We see that using the :func:`~sklearn.feature_extraction.text.CountVectorizer`
implementation is approximately twice as fast as using the
:func:`~sklearn.feature_extraction.DictVectorizer` along with the simple
function we defined for mapping the tokens. The reason is that
:func:`~sklearn.feature_extraction.text.CountVectorizer` is optimized by
reusing a compiled regular expression for the full training set instead of
creating one per document as done in our naive tokenize function.

Now we make a similar experiment with the
:func:`~sklearn.feature_extraction.text.HashingVectorizer`, which is
equivalent to combining the "hashing trick" implemented by the
:func:`~sklearn.feature_extraction.FeatureHasher` class and the text
preprocessing and tokenization of the
:func:`~sklearn.feature_extraction.text.CountVectorizer`.
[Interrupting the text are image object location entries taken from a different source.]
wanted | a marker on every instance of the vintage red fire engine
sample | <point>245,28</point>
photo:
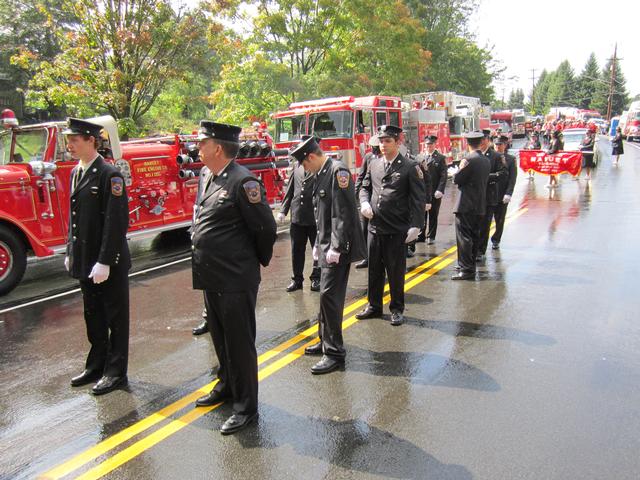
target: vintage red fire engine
<point>161,176</point>
<point>445,114</point>
<point>343,124</point>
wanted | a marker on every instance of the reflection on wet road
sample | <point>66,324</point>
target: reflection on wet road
<point>530,372</point>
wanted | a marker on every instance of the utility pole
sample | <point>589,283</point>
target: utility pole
<point>612,82</point>
<point>533,90</point>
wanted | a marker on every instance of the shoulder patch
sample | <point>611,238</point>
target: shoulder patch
<point>342,176</point>
<point>252,189</point>
<point>117,186</point>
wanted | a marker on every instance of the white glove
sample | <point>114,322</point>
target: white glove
<point>333,256</point>
<point>99,273</point>
<point>366,210</point>
<point>412,234</point>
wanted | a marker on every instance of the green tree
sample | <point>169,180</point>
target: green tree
<point>516,99</point>
<point>561,87</point>
<point>30,27</point>
<point>587,82</point>
<point>620,97</point>
<point>119,59</point>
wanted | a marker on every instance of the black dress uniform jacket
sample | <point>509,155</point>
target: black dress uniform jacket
<point>472,182</point>
<point>337,214</point>
<point>397,196</point>
<point>234,232</point>
<point>508,182</point>
<point>497,173</point>
<point>436,164</point>
<point>299,197</point>
<point>99,220</point>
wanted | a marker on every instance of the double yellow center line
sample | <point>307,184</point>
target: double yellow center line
<point>308,336</point>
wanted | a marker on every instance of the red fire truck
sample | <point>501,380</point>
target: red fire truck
<point>445,114</point>
<point>343,124</point>
<point>161,176</point>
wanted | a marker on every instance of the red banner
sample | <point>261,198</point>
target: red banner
<point>555,164</point>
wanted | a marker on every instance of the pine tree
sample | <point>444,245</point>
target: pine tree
<point>587,83</point>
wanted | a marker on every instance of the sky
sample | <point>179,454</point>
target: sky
<point>539,34</point>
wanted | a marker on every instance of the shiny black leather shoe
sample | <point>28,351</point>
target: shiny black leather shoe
<point>464,276</point>
<point>293,286</point>
<point>368,313</point>
<point>237,422</point>
<point>397,319</point>
<point>108,384</point>
<point>85,378</point>
<point>200,329</point>
<point>211,398</point>
<point>314,349</point>
<point>326,365</point>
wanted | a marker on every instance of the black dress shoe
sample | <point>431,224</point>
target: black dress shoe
<point>237,422</point>
<point>464,276</point>
<point>200,329</point>
<point>85,378</point>
<point>108,384</point>
<point>327,364</point>
<point>314,349</point>
<point>293,286</point>
<point>369,313</point>
<point>397,319</point>
<point>211,398</point>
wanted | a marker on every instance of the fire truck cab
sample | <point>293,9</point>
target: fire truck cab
<point>445,114</point>
<point>161,179</point>
<point>343,124</point>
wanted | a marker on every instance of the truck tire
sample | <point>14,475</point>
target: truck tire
<point>13,260</point>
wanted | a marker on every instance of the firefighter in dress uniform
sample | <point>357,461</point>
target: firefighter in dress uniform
<point>472,179</point>
<point>394,200</point>
<point>505,190</point>
<point>234,232</point>
<point>493,198</point>
<point>374,143</point>
<point>98,256</point>
<point>203,327</point>
<point>298,200</point>
<point>436,167</point>
<point>338,244</point>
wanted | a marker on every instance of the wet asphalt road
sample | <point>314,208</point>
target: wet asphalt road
<point>531,372</point>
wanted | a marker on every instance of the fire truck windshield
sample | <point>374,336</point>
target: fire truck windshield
<point>29,145</point>
<point>290,128</point>
<point>331,124</point>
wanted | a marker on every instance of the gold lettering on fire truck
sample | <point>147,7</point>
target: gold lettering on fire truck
<point>150,168</point>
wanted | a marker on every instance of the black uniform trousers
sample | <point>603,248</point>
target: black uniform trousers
<point>500,214</point>
<point>333,289</point>
<point>106,314</point>
<point>467,240</point>
<point>485,227</point>
<point>300,235</point>
<point>232,323</point>
<point>387,253</point>
<point>431,219</point>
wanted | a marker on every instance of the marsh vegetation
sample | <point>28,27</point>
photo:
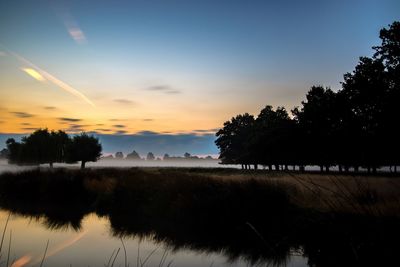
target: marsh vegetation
<point>258,216</point>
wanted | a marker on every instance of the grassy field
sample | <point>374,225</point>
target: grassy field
<point>252,214</point>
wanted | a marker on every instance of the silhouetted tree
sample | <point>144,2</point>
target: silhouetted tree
<point>150,156</point>
<point>119,155</point>
<point>272,140</point>
<point>39,147</point>
<point>14,149</point>
<point>84,148</point>
<point>133,156</point>
<point>318,119</point>
<point>4,153</point>
<point>356,126</point>
<point>233,138</point>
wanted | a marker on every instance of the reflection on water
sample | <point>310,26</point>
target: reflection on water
<point>93,244</point>
<point>192,220</point>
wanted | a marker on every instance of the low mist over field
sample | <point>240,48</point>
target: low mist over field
<point>159,144</point>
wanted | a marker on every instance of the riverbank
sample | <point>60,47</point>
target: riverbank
<point>259,216</point>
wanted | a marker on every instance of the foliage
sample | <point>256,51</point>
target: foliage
<point>84,148</point>
<point>43,146</point>
<point>356,126</point>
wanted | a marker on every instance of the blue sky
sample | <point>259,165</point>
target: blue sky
<point>173,67</point>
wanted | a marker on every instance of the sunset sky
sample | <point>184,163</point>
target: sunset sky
<point>172,67</point>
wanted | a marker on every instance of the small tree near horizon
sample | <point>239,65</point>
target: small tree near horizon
<point>150,156</point>
<point>119,155</point>
<point>84,148</point>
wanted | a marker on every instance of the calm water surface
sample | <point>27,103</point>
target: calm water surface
<point>93,244</point>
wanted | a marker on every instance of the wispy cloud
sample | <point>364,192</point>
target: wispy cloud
<point>124,101</point>
<point>72,26</point>
<point>42,75</point>
<point>147,133</point>
<point>29,128</point>
<point>173,92</point>
<point>119,126</point>
<point>21,114</point>
<point>163,88</point>
<point>33,73</point>
<point>64,119</point>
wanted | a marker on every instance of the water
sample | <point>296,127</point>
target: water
<point>5,167</point>
<point>94,243</point>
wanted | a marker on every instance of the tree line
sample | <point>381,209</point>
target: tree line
<point>357,126</point>
<point>48,147</point>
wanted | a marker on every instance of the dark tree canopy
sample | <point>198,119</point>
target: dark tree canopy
<point>133,156</point>
<point>119,155</point>
<point>40,147</point>
<point>84,148</point>
<point>356,126</point>
<point>150,156</point>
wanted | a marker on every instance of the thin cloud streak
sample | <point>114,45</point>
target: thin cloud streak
<point>21,114</point>
<point>124,101</point>
<point>69,119</point>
.. GENERATED FROM PYTHON SOURCE LINES 304-315

.. code-block:: Python


    from sklearn.feature_extraction.text import HashingVectorizer

    t0 = time()
    vectorizer = HashingVectorizer(n_features=2**18)
    vectorizer.fit_transform(raw_data)
    duration = time() - t0
    dict_count_vectorizers["vectorizer"].append(vectorizer.__class__.__name__)
    dict_count_vectorizers["speed"].append(data_size_mb / duration)
    print(f"done in {duration:.3f} s at {data_size_mb / duration:.1f} MB/s")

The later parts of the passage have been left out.